For future pandemics, training and recruiting good medical professionals could also be helpful. In general, Boeselager believes that working conditions in the medical sector should also be improved.

===Migration and skilled workers shortage===
Boeselager advocated for better distribution or targeted recruitment of migrants according to their professional skills. In this way, the Europe-wide shortage of skilled workers in many technical and medical professions could be combated. If the citizens did not act promptly, there could be financial losses and disadvantages in terms of technological progress because up to 50 million skilled workers would be lost over the next 30 years. He also wants to push for people to have the right to move freely within the EU once they have lived there for at least three years. Boeselager sees advantages for internal migration in Europe in Europe-wide regulations for migrants, as this could create a Europe-wide labour market. "For migrants, European freedom of movement is [still] an illusion", says Boeselager.

===Asylum===
Boeselager condemns the deaths at Europe's external borders. He advocates a common European asylum system.

===Economy and energy transition===
Boeselager is his group's spokesperson for the European Corona Recovery Plan. He was a negotiator of the Reconstruction and Resilience Facility in 2020 (EUR 672.5 billion) and the RePowerEU support programme. Boeselagers opposed greenwashing in these programmes. He supports the European Green Deal.

===Ukraine===
Boeselager supports Ukraine and negotiates EU funding for Ukrainian reconstruction.
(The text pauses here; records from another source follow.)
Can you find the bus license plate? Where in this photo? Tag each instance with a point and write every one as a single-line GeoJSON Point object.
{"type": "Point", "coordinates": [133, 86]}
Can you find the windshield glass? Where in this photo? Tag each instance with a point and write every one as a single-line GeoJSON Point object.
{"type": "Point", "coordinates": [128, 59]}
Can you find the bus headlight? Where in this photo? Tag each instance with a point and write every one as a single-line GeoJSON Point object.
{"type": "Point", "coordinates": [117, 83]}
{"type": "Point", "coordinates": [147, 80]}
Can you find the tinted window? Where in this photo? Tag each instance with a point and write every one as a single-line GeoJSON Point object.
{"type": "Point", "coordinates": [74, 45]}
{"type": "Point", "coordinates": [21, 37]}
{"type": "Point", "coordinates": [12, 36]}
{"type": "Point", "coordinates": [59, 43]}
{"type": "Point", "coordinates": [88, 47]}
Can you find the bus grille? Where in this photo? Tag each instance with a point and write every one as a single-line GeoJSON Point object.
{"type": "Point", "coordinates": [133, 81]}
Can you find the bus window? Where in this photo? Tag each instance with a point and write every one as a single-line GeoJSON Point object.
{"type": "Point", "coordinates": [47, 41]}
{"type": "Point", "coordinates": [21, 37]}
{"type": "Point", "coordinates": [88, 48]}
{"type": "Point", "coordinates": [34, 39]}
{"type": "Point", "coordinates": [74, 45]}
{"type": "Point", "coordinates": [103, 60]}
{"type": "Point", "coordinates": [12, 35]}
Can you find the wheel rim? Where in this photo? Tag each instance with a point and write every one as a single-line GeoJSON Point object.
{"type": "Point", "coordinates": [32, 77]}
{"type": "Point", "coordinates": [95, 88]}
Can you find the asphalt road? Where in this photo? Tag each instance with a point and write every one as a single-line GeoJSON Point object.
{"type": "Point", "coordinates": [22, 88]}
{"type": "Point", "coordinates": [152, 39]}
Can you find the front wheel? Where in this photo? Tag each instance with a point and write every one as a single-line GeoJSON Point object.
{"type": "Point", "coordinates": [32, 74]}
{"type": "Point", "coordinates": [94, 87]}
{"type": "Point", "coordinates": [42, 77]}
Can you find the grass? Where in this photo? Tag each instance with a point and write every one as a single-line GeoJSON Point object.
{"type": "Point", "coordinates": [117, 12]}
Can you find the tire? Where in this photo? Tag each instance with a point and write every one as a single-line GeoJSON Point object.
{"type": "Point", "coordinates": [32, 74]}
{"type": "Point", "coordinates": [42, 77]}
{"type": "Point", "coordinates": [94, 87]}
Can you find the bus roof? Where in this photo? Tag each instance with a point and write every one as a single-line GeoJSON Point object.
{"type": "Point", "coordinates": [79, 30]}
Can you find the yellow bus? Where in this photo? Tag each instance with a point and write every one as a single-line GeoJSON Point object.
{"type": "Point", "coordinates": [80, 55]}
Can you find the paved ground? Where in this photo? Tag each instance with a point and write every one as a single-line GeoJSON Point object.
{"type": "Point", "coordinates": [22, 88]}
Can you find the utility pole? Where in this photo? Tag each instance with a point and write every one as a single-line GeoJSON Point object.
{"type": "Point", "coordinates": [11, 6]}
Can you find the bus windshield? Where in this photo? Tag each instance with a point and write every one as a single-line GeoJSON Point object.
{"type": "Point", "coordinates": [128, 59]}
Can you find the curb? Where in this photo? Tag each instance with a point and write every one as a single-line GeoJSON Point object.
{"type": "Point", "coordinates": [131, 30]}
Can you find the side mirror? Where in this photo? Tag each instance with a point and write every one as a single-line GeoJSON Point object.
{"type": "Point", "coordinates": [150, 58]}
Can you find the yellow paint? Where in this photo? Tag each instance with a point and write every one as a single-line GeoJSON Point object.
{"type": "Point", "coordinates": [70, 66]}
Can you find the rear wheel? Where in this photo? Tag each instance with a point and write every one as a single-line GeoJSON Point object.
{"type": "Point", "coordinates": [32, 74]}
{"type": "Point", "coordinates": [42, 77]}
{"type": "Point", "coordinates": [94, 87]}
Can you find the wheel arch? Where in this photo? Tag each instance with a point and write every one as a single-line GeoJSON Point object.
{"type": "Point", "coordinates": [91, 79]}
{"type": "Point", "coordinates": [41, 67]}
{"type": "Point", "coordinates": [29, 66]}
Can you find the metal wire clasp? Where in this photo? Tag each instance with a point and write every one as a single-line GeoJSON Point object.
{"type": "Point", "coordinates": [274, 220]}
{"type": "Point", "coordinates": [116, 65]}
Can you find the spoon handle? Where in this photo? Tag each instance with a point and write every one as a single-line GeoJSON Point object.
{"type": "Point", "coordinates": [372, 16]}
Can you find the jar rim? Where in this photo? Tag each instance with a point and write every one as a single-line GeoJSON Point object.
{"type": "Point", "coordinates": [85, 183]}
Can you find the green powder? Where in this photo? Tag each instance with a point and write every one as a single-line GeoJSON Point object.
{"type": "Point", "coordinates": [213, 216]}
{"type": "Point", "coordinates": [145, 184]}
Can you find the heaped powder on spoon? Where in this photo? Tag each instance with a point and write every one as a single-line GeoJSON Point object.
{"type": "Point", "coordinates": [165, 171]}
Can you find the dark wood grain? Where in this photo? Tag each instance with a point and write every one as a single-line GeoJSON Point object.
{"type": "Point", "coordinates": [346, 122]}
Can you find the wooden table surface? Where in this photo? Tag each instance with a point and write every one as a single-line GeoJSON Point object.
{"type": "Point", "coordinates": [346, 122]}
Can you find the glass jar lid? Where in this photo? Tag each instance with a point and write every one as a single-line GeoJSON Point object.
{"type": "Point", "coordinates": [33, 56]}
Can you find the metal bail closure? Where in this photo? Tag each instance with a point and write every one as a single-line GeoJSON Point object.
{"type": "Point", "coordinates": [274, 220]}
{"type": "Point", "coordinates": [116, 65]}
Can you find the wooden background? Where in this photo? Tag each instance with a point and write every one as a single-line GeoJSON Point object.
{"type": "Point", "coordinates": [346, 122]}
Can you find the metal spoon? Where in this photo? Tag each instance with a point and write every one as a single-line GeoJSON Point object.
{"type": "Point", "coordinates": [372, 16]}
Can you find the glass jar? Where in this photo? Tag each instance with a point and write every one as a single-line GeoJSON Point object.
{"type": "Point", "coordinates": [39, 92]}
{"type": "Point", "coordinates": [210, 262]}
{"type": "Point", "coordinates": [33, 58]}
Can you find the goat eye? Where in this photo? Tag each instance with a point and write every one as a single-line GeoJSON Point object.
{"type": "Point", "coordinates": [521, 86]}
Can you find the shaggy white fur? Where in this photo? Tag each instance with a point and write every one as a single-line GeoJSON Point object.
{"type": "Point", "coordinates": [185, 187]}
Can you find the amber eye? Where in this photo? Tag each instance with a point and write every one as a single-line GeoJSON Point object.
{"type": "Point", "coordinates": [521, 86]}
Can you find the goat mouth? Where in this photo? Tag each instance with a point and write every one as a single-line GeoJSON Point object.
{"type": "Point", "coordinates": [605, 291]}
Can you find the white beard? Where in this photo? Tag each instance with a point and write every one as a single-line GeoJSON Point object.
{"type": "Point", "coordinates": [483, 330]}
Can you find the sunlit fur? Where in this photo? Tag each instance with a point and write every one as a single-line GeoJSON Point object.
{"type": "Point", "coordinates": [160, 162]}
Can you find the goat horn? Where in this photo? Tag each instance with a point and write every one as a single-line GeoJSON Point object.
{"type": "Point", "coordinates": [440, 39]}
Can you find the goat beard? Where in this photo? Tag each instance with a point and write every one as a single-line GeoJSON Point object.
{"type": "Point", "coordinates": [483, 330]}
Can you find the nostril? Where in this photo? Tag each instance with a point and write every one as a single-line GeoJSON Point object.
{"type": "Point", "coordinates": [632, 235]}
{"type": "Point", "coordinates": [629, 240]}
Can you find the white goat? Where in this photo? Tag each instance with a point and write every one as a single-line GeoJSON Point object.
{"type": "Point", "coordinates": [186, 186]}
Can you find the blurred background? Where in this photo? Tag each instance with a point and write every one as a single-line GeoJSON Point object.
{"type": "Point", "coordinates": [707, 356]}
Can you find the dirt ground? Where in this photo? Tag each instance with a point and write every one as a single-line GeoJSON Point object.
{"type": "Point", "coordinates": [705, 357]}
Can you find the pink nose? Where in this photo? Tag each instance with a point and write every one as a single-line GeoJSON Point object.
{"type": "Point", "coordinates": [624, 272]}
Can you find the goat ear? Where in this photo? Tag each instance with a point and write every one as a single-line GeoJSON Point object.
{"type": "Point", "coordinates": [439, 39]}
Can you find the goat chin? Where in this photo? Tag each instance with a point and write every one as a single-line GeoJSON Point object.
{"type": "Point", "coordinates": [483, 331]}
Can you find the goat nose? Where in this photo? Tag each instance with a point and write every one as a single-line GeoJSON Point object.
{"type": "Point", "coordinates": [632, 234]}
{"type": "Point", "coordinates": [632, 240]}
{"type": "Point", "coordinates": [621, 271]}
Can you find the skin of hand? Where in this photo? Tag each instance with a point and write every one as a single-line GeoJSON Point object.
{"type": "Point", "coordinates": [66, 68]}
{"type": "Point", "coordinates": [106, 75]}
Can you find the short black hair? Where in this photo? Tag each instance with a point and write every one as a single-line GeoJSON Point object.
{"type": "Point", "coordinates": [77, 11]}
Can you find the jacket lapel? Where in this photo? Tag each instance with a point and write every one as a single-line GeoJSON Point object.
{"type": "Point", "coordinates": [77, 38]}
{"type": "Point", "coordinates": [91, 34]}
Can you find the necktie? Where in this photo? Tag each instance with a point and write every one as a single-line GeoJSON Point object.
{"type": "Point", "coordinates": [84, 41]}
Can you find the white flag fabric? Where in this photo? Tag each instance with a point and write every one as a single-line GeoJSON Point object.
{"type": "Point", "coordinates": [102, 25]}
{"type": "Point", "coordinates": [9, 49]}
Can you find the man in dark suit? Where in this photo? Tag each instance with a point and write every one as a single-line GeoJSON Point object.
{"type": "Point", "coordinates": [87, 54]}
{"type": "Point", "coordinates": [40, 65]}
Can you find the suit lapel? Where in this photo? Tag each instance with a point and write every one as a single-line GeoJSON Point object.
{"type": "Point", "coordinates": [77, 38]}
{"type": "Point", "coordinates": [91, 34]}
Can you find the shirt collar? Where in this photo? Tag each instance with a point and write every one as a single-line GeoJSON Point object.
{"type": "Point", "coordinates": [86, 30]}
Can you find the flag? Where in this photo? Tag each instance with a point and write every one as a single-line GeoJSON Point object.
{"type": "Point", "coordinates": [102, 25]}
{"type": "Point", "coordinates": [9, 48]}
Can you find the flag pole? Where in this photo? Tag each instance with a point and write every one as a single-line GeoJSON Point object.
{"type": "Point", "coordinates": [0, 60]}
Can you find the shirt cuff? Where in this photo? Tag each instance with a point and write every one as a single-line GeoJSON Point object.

===Handling data and data protection===
Boeselager wants to advocate that data collected through digital devices should not only be available to the manufacturing companies, but also to the end users. He also advocates using non-personal data as information to improve products and making it available on data marketplaces. This could be particularly useful with regard to improving wind turbines, for example. Based on this, the EU's Data Act was drafted.

===Transparency===
Boeselager calls for more transparency in politics. It should be clearly visible whether and how much additional money MPs receive and what they spend public money on. He therefore also calls for EU-wide transparency of lobbying activities.

===European federalism===
Boeselager calls for European federalism. It should be clearly regulated which measures and laws are regulated at which level. He also criticises the lack of an institution at the European level comparable to the Bundesrat and the lack of the European Parliament's right of initiative. Furthermore, there should be a government that can be elected by the people.